Engage with the community
Local businesses have a certain advantage over their big-name competitors: they are closer to the customer. As a local business owner, you aren't limited to interacting with customers only in your store. Rather, you can find your customers and make new connections all around town.
Many small and local businesses build their connection to the community through a Main Street organization. By joining a Main Street group, your business can participate in downtown revitalization projects, seasonal celebrations and buy-local campaigns. These groups make it easy to stay up-to-date with community projects, and they often offer valuable promotional opportunities for their members.
Whether you set up a booth at the local flea market, enter a float in the downtown parade or sponsor a local Little League team, your business can become more familiar with and connected to the community through regular engagement. By getting out in the community, local consumers can come to know your business as more than the billboard they pass on their commute or the shop they visited last year on Small Business Saturday. Take advantage of these additional touchpoints you have with local consumers, compared to out-of-town or online retailers. As they get to know your business throughout the community, consumers will naturally come to trust your business.
Focus on the customer experience
Trust is a two-way street. As much as you want customers to value your business, your customers want the business to value them. Customer service goes a long way to building customers' trust because it allows your business and – on an individual level – your employees to show customers that they matter.
Small businesses tend to excel at customer service, but it nonetheless bears repeating: treat customers the way you would want to be treated. Perhaps more importantly, make sure that your employees do the same. Greet customers as they come into the store, answer their questions and offer to improve their experience. Enrich the in-store experience with opportunities to demo or sample products. A positive experience will lead to repeat visits and long-lasting trust.
If your business wants to be good, it has to do good. Today's consumers trust businesses that give back. This is particularly true for millennial consumers, who grew up at a time when recycling campaigns and Giving Tuesday became mainstream. However, consumers of all ages are more inclined to support businesses that have a charitable streak.

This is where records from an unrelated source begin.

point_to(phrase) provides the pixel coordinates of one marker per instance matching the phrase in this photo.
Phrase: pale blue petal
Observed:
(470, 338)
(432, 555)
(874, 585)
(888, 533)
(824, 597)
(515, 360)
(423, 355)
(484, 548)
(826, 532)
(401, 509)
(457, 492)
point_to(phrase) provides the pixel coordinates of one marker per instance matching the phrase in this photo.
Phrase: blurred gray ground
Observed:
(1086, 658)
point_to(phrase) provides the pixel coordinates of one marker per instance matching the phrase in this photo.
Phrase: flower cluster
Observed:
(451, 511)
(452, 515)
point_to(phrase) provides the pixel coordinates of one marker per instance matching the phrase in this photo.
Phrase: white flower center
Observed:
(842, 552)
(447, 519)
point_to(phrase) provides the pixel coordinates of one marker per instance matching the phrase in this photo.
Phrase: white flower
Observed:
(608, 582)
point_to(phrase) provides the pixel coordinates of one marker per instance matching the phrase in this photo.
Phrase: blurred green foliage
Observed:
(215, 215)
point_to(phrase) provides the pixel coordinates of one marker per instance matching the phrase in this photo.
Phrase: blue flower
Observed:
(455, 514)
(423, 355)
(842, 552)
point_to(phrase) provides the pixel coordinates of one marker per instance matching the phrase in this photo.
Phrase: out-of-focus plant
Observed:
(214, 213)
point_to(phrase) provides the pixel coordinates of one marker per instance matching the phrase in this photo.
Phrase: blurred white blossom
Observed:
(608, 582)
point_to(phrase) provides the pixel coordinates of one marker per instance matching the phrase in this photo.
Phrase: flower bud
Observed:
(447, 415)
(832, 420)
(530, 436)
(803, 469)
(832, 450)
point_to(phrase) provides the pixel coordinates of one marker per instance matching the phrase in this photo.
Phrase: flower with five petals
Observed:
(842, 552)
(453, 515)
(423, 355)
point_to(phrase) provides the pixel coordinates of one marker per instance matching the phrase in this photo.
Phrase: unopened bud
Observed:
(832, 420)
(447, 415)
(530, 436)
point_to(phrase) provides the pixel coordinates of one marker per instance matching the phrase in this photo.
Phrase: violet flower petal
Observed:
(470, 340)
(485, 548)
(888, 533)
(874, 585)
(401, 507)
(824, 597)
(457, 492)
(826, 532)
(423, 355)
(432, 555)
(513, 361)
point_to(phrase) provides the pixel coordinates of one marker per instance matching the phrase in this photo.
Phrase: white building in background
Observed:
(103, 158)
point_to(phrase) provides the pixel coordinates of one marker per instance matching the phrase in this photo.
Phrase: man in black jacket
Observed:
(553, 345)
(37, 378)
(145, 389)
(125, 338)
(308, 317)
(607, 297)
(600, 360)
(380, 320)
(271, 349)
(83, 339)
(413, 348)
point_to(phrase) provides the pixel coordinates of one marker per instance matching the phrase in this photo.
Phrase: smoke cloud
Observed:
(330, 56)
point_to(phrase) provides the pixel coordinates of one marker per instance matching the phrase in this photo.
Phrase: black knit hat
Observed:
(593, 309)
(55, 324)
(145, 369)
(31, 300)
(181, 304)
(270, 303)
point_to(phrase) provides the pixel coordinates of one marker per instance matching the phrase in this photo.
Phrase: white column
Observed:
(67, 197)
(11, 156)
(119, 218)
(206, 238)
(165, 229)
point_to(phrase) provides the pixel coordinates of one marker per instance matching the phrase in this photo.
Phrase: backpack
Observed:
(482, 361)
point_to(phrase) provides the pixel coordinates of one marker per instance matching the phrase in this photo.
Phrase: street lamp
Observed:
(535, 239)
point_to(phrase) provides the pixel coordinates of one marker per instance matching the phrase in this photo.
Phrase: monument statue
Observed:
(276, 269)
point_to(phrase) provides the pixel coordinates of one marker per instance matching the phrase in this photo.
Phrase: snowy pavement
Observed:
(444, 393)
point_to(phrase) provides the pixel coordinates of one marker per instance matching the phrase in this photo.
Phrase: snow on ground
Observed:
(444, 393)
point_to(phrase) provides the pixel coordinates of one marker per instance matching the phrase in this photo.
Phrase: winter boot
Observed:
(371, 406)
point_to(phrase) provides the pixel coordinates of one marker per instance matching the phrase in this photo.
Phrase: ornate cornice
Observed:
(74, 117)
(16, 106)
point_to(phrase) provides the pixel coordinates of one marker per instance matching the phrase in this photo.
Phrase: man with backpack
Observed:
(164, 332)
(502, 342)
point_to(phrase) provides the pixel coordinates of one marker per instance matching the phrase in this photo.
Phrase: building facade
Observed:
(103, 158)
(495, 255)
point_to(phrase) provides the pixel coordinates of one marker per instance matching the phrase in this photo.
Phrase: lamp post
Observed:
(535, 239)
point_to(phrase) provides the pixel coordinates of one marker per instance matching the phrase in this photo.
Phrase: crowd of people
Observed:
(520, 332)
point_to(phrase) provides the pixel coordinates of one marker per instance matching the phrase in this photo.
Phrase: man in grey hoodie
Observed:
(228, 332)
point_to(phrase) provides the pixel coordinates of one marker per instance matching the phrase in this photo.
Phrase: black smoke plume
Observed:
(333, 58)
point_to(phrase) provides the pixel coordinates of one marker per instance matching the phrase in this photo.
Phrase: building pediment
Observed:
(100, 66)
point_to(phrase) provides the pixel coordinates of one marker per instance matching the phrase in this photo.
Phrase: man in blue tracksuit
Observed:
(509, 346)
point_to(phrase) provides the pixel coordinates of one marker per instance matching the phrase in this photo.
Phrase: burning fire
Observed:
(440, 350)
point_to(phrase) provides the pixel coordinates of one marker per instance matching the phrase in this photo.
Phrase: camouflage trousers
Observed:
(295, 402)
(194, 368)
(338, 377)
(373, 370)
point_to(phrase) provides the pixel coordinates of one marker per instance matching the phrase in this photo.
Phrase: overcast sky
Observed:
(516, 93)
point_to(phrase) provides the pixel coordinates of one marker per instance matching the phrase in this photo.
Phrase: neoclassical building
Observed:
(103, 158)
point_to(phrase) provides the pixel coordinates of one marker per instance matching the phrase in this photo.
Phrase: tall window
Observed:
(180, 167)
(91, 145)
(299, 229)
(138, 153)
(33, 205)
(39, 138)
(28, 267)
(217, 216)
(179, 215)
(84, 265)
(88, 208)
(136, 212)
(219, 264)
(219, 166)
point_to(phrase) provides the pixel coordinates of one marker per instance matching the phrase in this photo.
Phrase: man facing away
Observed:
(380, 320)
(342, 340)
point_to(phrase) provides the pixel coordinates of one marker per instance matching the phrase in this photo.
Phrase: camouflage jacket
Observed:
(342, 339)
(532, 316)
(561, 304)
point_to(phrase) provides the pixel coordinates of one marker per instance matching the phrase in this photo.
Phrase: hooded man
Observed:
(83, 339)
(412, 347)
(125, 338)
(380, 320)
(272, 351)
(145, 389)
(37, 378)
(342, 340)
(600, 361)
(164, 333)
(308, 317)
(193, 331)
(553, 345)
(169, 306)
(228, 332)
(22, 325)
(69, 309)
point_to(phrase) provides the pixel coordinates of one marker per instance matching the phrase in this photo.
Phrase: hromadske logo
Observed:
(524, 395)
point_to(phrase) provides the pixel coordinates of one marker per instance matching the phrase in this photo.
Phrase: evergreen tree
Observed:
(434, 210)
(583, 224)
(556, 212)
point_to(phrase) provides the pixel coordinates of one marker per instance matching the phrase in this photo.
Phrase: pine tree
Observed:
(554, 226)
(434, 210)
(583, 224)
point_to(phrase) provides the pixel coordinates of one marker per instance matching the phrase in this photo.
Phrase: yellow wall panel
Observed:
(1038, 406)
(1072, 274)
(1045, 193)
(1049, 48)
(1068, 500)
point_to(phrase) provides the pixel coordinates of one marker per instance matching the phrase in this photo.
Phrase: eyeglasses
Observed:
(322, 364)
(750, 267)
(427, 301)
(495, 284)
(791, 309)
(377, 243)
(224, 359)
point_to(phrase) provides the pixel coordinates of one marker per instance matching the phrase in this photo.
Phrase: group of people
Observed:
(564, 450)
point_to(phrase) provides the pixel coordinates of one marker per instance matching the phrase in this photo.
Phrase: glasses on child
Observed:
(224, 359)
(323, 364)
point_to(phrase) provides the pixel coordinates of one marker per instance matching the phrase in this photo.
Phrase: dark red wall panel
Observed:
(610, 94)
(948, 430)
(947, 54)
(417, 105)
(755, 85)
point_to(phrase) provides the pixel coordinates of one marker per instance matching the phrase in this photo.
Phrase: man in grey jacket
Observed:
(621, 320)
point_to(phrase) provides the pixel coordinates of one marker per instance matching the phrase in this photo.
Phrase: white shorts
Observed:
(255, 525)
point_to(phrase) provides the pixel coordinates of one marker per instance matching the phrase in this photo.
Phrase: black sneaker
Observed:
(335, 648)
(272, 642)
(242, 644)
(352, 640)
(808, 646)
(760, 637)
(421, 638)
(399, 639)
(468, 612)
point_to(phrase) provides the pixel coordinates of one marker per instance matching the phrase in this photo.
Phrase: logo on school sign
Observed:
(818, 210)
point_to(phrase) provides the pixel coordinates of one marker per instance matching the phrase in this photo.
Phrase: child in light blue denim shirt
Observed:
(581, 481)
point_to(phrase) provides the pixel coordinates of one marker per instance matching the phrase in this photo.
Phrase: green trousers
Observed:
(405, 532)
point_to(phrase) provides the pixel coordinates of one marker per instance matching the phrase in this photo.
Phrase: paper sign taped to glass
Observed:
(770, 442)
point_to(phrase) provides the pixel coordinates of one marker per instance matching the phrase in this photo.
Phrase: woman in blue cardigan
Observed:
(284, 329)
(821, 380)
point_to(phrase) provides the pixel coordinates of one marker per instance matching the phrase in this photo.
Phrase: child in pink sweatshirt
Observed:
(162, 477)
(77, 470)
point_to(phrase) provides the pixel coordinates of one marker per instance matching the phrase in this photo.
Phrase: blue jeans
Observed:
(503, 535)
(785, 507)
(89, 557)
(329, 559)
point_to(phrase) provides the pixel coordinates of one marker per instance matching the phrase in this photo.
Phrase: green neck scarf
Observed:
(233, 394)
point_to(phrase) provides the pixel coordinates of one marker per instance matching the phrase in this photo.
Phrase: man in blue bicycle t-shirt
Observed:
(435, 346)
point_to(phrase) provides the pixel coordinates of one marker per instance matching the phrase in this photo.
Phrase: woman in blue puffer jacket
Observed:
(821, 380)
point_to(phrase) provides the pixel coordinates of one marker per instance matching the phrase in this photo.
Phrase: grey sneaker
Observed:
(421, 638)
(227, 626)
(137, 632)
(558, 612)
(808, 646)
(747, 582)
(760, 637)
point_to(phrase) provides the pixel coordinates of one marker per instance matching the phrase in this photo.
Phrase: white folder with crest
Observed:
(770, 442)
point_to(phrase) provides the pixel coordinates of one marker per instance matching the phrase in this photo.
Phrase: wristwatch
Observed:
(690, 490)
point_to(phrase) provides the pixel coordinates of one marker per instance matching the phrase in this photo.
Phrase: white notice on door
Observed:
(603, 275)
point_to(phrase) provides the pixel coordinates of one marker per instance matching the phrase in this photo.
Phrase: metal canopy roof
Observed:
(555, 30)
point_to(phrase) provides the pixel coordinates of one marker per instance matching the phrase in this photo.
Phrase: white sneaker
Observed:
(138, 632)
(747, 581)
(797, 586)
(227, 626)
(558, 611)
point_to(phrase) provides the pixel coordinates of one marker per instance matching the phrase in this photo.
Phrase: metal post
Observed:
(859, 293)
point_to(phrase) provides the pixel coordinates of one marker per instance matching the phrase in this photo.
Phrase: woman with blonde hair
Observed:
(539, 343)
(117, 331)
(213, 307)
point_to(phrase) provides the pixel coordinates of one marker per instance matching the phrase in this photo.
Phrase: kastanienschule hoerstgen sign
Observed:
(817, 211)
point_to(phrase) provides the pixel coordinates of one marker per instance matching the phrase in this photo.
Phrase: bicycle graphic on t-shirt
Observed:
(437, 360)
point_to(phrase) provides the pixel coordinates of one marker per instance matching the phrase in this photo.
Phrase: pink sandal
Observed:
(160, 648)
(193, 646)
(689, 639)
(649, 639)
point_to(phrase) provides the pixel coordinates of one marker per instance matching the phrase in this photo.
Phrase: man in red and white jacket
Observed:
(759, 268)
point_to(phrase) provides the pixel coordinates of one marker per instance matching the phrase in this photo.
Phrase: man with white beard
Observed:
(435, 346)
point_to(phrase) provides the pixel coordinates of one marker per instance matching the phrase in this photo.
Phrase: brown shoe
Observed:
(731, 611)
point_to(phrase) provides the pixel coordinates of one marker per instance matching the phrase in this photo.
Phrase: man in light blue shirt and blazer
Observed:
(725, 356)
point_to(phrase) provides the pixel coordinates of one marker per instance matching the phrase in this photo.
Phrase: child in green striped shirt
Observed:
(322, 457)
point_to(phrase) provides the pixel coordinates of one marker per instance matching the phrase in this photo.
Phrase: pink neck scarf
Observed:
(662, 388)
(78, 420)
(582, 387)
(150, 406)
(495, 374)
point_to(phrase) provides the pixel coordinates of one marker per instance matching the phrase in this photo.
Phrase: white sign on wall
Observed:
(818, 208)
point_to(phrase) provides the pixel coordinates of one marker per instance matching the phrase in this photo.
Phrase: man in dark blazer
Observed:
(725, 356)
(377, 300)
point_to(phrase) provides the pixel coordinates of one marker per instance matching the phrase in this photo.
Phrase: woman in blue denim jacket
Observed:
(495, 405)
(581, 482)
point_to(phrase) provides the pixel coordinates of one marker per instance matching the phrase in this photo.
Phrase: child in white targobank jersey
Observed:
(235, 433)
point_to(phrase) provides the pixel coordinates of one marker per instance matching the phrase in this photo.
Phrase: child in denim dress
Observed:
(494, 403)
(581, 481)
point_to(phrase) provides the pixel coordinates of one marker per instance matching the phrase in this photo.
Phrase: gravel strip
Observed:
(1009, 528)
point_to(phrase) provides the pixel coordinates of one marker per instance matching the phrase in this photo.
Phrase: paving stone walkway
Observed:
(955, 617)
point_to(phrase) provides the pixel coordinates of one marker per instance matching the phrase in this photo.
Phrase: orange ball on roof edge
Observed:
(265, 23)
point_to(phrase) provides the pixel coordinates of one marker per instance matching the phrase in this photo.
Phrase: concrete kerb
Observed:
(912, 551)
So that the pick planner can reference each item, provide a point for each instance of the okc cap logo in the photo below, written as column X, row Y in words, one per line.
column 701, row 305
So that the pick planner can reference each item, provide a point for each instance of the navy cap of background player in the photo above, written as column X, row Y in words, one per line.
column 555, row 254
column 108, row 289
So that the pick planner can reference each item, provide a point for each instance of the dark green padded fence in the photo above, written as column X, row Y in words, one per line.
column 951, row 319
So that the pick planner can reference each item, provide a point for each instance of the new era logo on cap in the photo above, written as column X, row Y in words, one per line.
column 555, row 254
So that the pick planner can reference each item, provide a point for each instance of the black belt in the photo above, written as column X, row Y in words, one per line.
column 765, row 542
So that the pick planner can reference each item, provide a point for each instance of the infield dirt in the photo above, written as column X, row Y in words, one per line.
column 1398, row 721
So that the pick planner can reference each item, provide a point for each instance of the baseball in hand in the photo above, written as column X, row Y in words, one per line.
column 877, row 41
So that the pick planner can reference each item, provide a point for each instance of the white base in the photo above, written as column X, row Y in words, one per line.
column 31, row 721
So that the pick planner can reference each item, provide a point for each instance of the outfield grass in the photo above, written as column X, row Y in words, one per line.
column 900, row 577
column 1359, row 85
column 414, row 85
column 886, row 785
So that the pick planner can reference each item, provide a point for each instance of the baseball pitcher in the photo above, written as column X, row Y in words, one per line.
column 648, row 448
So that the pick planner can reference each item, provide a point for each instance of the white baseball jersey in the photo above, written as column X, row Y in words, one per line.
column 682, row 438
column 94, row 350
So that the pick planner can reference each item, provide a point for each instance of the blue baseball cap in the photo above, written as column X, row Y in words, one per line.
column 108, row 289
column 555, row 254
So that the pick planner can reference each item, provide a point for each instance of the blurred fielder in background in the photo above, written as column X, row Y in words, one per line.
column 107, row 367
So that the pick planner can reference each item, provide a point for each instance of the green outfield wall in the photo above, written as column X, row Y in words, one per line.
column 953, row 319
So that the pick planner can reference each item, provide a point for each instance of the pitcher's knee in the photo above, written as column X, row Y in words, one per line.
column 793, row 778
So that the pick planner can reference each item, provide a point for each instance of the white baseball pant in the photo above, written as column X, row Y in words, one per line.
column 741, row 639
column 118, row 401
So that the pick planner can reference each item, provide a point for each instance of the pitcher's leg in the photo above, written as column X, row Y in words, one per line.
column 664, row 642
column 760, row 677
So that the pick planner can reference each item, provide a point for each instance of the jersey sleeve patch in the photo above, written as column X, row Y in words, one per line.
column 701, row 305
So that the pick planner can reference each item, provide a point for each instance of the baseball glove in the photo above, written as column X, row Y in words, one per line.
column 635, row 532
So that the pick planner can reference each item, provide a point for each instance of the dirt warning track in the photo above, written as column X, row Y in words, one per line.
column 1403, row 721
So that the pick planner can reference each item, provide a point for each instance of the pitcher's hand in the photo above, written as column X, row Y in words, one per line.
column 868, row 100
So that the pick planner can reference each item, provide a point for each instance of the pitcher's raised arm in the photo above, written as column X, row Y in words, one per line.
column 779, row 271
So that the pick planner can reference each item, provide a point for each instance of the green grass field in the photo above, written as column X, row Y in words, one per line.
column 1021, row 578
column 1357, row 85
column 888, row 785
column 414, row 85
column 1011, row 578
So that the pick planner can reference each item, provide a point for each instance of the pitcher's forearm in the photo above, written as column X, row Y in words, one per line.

Most savvy business owners likely know the value of giving back, but it's just as important to consider how you're going to do it. Compelling causes exist at every scale, from the neighborhood level to the international level. For most small businesses, it makes sense to give back at the local level. Finding a cause that disproportionately affects the local community, like hurricane relief, can allow local businesses to have a more visible and more meaningful impact. Ultimately, though, it's important to find a cause that fits your brand. If breast cancer runs in your family, then supporting a nationwide campaign for breast cancer research can make sense for your business. Remember the first point: it's all about staying genuine.
For many consumers, trust is the new currency. They put their money where their trust is by supporting businesses that focus on transparency and goodwill. Fortunately, small businesses are in a strategic position to earn what consumer trust has been lost by big brands. By staying true to the community and the customer, small businesses can turn consumer trust into long-lasting patronage.